Australia Sends Search Teams to Turkey Earthquake Zone




SYDNEY — Australia is sending emergency services personnel to earthquake-hit regions in Turkey. The group of 72 includes fire and rescue specialists, mostly from New South Wales state. Monday’s 7.8 magnitude earthquake in Turkey and neighboring Syria has killed an estimated 24,000 people and injured many more.

Time is running out for rescuers trying to reach victims trapped in freezing conditions under rubble following Monday’s earthquake in southeastern Turkey and northeastern Syria.

Syrian President Bashar al-Assad and his wife Asma al-Assad inspect rescue operations at the site of damaged buildings, in the aftermath of the earthquake, in Jableh , Syria, in this handout released by SANA on February 11, 2023. Syrian President Bashar al-Assad and his wife Asma al-Assad inspect rescue operations at the site of damaged buildings, in the aftermath of the earthquake, in Jableh , Syria, in this handout released by SANA on February 11, 2023.

Australia is the latest country to send specialist search and rescue teams as well as medical staff and engineers. It is also sending 22 metric tons of emergency equipment, including first aid supplies, cameras, and underground listening equipment to allow them to search for survivors. The United States, China and India have also sent disaster response teams.

In a statement Friday, Australian Foreign Affairs Minister Penny Wong said she extended her country’s "condolences to families and communities that have lost loved ones, and those whose lives and livelihoods have been affected."

Emergency Management Minister Murray Watt told the Australian Broadcasting Corp. Friday that the country is eager to help.

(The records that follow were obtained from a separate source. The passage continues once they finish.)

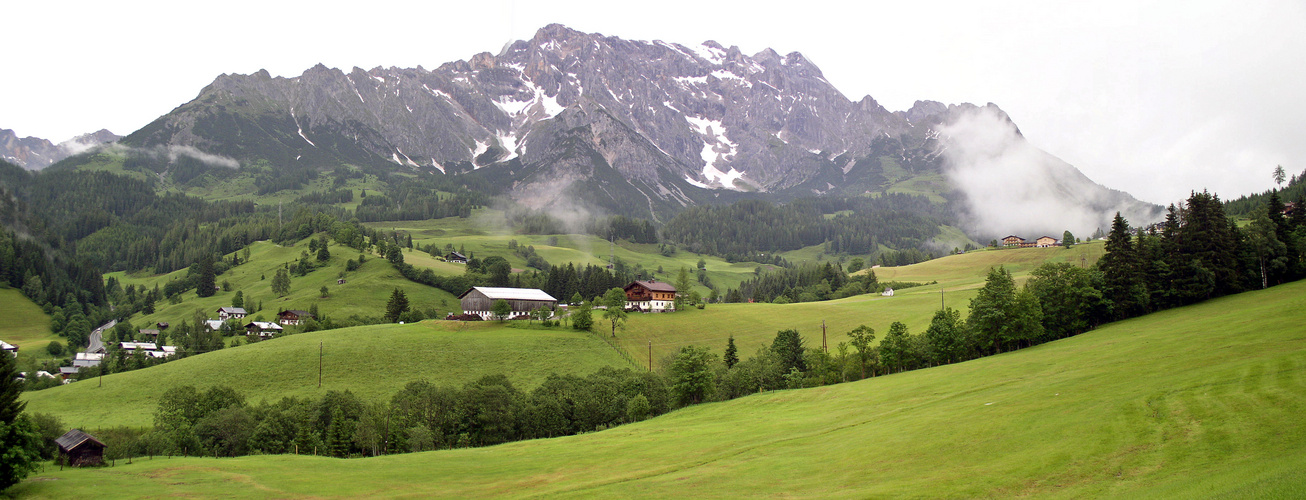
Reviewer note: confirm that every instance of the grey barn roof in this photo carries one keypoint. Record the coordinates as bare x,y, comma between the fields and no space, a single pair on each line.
73,439
511,294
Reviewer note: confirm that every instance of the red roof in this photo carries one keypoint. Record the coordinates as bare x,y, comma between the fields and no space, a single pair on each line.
653,286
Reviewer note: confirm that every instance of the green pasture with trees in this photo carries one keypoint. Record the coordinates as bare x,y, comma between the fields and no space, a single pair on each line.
1139,407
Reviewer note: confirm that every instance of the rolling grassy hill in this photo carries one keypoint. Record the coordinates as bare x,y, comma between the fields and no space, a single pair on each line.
365,293
754,325
1196,401
392,347
486,235
372,362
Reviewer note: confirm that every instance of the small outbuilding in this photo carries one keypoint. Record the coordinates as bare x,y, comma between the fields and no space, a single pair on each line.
79,449
293,316
231,312
263,329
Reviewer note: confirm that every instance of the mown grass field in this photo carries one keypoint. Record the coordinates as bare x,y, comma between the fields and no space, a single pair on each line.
754,325
365,291
486,234
24,324
372,362
1203,401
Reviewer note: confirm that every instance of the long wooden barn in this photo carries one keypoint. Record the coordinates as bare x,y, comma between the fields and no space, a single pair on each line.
481,299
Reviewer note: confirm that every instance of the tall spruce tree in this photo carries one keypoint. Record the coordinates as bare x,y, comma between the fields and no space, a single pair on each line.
990,311
208,278
1121,278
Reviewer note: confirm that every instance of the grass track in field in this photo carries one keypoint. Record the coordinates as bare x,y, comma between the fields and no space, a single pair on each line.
372,362
1198,401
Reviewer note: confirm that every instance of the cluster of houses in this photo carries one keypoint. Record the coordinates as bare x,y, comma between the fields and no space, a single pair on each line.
1041,242
641,295
260,329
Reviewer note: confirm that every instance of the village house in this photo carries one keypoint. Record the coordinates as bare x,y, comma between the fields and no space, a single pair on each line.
231,312
293,316
263,329
131,347
79,449
651,295
86,360
481,299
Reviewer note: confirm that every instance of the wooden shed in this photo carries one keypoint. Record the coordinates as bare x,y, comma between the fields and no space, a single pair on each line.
481,299
79,449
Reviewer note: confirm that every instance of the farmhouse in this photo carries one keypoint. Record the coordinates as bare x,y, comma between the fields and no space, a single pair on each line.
651,295
231,312
77,449
263,329
479,299
131,347
293,316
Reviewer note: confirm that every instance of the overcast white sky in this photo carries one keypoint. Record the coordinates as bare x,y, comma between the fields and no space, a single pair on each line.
1152,98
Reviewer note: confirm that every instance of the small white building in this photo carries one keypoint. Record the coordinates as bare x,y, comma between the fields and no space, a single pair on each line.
263,329
231,312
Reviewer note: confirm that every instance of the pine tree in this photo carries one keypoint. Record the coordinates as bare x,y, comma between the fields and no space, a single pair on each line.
1121,272
281,282
732,355
396,306
204,287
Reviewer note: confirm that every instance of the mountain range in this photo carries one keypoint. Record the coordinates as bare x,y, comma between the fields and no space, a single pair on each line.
35,153
580,122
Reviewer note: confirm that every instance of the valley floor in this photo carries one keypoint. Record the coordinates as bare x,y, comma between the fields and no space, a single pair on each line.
1198,401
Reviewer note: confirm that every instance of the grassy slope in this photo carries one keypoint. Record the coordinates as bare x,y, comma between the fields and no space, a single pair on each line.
25,325
754,325
372,362
365,293
1199,401
486,234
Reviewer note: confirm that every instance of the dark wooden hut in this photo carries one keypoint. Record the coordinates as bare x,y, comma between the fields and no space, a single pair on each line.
79,449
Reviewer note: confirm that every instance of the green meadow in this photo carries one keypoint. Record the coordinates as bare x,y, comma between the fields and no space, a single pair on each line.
25,325
365,291
372,362
1198,401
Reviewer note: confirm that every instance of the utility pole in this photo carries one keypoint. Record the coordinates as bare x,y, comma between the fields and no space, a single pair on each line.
824,346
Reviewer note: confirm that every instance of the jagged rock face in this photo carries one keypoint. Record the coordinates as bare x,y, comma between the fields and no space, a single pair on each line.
35,153
573,115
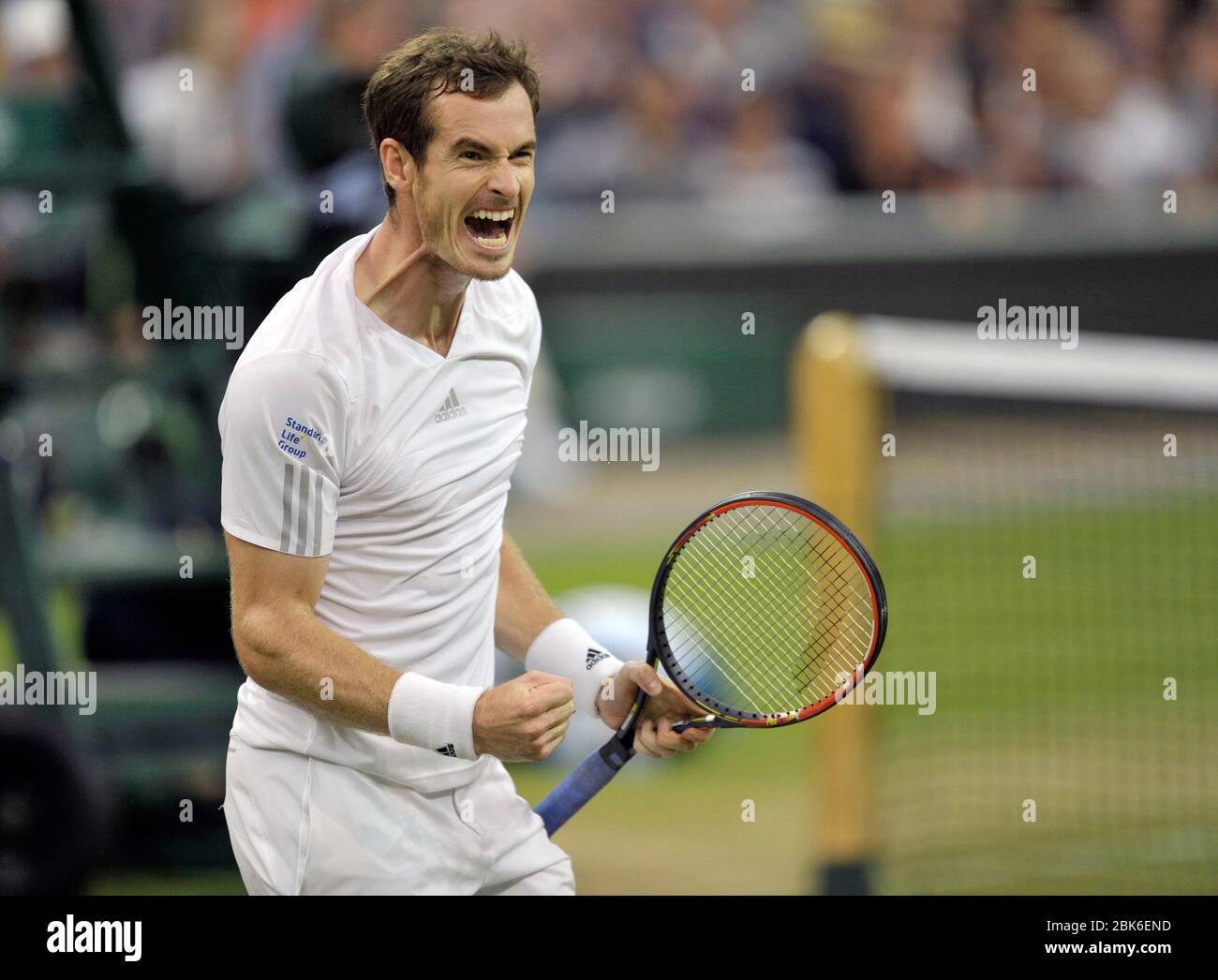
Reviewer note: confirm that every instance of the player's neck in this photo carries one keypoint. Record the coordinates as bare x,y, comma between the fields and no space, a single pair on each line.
408,288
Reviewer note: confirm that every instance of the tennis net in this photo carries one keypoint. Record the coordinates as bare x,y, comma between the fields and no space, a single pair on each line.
1047,525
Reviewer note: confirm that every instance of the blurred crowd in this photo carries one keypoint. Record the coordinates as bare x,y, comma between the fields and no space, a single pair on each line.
678,97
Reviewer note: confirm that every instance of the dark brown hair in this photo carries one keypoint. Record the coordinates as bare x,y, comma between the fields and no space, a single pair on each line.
434,62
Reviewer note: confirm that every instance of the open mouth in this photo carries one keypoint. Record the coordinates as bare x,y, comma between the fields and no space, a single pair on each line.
491,229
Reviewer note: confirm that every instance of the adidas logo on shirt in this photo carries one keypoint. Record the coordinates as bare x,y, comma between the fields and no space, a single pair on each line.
451,408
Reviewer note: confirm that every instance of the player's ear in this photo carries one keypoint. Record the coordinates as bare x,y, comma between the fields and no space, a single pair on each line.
397,166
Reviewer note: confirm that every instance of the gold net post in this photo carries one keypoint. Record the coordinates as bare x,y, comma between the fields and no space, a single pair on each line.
836,411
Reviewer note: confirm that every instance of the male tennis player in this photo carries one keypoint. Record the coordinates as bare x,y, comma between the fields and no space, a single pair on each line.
369,432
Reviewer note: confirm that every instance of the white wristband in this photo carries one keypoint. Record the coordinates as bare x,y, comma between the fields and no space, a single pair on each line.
565,649
434,715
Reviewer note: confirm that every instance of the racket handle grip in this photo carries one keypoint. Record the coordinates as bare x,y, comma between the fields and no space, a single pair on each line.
581,784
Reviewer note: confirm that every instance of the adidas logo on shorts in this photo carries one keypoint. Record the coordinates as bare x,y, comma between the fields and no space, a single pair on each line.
451,408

"I would like to think that by Australia playing a role, we might be able to save a few more lives,’ Watt said. ‘Obviously with every day that goes by, it becomes less and less likely that there will be survivors, but these are really highly trained expert personnel from Australia, and I am really proud that Australia is playing a role, and I really thank those emergency personnel for being willing to go and do it."

Several Australian citizens are reported missing in the earthquake zone. At least two have been killed.

Community groups and aid organizations in Australia, including Muslim charities and mosques, have set up fundraising campaigns to help victims of the earthquake that has left millions homeless in Turkey and Syria.

The government has committed $7 million in aid that will be distributed through the Red Cross and other humanitarian agencies.